We just released torchvision.transforms.v2, that no longer has this issue. Just replacing from torchvision import transforms above with import torchvision.transforms.v2 as transforms and re-running, prints:

torch.Size([25, 3, 32, 32])
torch.Size([25, 10, 1, 32, 32])

Additionally, one thing that you didn't consider so far is that Resize by default uses bilinear interpolation

https://github.com/pytorch/vision/blob/0387b8821d67ca62d57e3b228ade45371c0af79d/torchvision/transforms/transforms.py#L337

and that is not well suited for masks. You need nearest interpolation for that. The v2 API handles this for you automatically for you, if you wrap your tensors in what we call datapoints:

from torchvision import datapoints

video = datapoints.Video(video)
masks = datapoints.Mask(masks)

This will automatically select the right kernel for each type, which means bilinear interpolation for videos

https://github.com/pytorch/vision/blob/0387b8821d67ca62d57e3b228ade45371c0af79d/torchvision/transforms/v2/functional/_geometry.py#L247-L250

and nearest for masks

https://github.com/pytorch/vision/blob/0387b8821d67ca62d57e3b228ade45371c0af79d/torchvision/transforms/v2/functional/_geometry.py#L225

As an added bonus, you can also transform both inputs at the same time:

video2, masks2 = resize(video, masks)
print(video2.shape, masks2.shape)
torch.Size([25, 3, 32, 32]) torch.Size([25, 10, 1, 32, 32])

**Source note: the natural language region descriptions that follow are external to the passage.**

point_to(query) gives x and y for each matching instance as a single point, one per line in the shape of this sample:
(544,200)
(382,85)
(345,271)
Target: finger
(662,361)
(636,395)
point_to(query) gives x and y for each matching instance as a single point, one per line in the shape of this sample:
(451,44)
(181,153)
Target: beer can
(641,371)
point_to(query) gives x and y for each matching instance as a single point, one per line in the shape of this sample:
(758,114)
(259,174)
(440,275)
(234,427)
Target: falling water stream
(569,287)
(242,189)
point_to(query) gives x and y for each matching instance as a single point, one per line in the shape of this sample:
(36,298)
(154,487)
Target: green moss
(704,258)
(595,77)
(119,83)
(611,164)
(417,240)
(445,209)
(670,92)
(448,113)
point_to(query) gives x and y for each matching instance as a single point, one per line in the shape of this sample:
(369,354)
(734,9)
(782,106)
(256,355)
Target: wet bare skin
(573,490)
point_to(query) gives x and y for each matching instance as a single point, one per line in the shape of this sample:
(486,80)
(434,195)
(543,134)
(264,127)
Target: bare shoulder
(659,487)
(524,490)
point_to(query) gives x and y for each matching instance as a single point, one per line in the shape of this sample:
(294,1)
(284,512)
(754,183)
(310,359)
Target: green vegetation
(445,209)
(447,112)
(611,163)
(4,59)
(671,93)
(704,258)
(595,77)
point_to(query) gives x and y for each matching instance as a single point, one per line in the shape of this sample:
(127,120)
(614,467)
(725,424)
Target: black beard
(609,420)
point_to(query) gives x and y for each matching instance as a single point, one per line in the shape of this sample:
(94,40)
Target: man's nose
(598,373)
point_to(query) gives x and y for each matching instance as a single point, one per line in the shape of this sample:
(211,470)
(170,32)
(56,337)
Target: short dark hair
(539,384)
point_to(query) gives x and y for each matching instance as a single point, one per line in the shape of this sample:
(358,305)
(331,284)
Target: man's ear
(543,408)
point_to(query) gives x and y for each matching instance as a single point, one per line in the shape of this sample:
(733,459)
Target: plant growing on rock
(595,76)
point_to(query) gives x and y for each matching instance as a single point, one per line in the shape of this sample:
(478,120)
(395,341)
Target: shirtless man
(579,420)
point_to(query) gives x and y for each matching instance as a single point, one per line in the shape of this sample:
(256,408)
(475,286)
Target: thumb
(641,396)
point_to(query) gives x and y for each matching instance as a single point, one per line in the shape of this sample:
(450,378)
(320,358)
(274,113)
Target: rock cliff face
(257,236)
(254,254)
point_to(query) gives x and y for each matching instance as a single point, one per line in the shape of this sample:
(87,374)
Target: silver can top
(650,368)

That was a lot of text to say: we are focusing the v2 API in the future. Since it already has the behavior you ask for, I think it is best to just fix the docstring of the v1 API. If you want to send a PR, go for it!

JohannesTheo commented 1 year ago

Hey @pmeier, thanks for the quick response and the detailed explanation! I haven't checked the v2 API in detail but this looks really great. In particular the mask interpolation part that I missed indeed 😅 I'll go for a PR for the v1 API docstring.